Por isso, mais do que nunca, dizemos que é preciso nos unir, debater um programa dos trabalhadores, que possa dar uma resposta para que sejam os patrões, e não os trabalhadores e o povo pobre, os que paguem pela crise. Se é verdade que Bolsonaro venceu nas urnas, também é verdade que seus eleitores estão muito longe de conformar um bloco homogêneo, coeso, que concorde integralmente com sua ideologia de extrema direita.

Cabe a nós, que já estamos nesse combate contra Bolsonaro, nos prepararmos para todos os combates, e, sem esperar por janeiro, lutar desde já, incansavelmente, nos preparando para derrotar seus ataques sobre a previdência e nossas condições de vida onde estão nossas verdadeiras forças: não nas urnas manipuladas pelo judiciário, mas nas ruas, nas escolas e universidades, nas fábricas.

Chamamos todos a conhecer o MRT e fazer parte do Esquerda Diário e ajudar a construir essa ferramenta de luta. A se somar às companheiras do Pão e Rosas, em luta contra o machismo de Bolsonaro; ao Quilombo Vermelho, combatendo o racismo desse futuro governante; o Movimento Nossa Classe, organizando os trabalhadores a partir de cada luta; a juventude Faísca, atuando nas escolas, universidades, na juventude trabalhadora que sofre com a precarização.

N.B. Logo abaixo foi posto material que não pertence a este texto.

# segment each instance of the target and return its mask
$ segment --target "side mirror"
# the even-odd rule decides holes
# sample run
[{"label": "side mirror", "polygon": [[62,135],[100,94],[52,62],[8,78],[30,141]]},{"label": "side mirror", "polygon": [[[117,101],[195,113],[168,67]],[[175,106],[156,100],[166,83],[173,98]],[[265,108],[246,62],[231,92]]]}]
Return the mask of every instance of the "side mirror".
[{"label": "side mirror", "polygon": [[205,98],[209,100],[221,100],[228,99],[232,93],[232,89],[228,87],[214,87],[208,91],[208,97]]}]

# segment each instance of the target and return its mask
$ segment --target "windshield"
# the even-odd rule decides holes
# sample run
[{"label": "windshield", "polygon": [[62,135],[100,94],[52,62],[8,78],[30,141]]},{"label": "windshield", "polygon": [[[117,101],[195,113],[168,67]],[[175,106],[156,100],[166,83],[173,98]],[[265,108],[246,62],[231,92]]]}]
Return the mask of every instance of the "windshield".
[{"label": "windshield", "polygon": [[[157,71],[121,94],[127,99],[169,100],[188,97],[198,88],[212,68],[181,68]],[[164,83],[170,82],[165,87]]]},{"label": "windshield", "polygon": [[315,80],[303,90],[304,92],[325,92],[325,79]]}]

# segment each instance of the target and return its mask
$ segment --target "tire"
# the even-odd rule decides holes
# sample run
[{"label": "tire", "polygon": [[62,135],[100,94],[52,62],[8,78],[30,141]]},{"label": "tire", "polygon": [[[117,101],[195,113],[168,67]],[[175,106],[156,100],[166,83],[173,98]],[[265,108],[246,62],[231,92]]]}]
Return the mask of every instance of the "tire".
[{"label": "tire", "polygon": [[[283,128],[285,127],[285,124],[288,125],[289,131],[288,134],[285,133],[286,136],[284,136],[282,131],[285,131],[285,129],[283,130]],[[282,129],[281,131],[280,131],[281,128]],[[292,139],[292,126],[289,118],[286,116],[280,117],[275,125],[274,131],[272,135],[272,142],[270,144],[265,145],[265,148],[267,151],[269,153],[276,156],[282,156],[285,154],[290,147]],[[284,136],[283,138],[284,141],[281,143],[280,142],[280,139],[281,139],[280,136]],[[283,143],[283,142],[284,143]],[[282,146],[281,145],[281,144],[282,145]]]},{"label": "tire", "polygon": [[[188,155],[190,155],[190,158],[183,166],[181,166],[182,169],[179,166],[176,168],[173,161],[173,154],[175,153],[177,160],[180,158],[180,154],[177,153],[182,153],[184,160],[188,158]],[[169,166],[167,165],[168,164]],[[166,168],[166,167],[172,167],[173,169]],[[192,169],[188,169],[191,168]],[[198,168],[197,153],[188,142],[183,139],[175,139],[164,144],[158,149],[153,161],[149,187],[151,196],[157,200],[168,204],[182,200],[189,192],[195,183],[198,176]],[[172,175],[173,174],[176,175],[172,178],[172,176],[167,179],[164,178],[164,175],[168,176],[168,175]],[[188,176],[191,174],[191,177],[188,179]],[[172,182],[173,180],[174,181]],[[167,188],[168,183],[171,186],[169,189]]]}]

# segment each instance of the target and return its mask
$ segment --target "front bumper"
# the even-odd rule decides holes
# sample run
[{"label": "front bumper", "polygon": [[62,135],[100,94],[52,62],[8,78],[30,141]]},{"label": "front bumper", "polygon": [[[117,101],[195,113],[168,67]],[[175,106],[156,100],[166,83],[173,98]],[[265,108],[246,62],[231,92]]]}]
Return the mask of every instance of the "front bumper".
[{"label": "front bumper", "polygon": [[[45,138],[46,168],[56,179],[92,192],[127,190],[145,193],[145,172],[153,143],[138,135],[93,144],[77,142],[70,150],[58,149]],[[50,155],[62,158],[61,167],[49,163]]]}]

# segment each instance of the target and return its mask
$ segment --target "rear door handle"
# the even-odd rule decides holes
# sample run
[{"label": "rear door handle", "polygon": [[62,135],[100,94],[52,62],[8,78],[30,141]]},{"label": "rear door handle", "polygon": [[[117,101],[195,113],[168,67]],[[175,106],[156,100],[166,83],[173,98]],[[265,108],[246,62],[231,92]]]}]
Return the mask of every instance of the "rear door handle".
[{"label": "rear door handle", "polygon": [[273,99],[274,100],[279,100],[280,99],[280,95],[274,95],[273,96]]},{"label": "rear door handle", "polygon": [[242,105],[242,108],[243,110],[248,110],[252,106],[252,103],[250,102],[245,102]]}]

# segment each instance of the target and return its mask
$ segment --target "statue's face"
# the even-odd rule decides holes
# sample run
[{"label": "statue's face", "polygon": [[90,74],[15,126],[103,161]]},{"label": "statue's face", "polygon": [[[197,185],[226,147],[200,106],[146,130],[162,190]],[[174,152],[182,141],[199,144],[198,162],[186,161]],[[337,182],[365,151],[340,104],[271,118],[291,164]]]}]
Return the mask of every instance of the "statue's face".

Somente com uma organização independente, capaz de superar a falida estratégia petista e organizar uma imensa luta, poderemos confluir com os imensos setores de trabalhadores e da juventude que, mais cedo ou mais tarde, se chocarão com a dura realidade de um governo da extrema direita que foi eleito com o apoio dos principais setores da burguesia para destruir cada um dos nossos direitos. Mas somos maioria, e somos mais fortes. Com organização, uma estratégia e um programa corretos, poderemos vencer. É para isso que o Esquerda Diário e o MRT convocam cada leitor dessas linhas. Mãos à obra.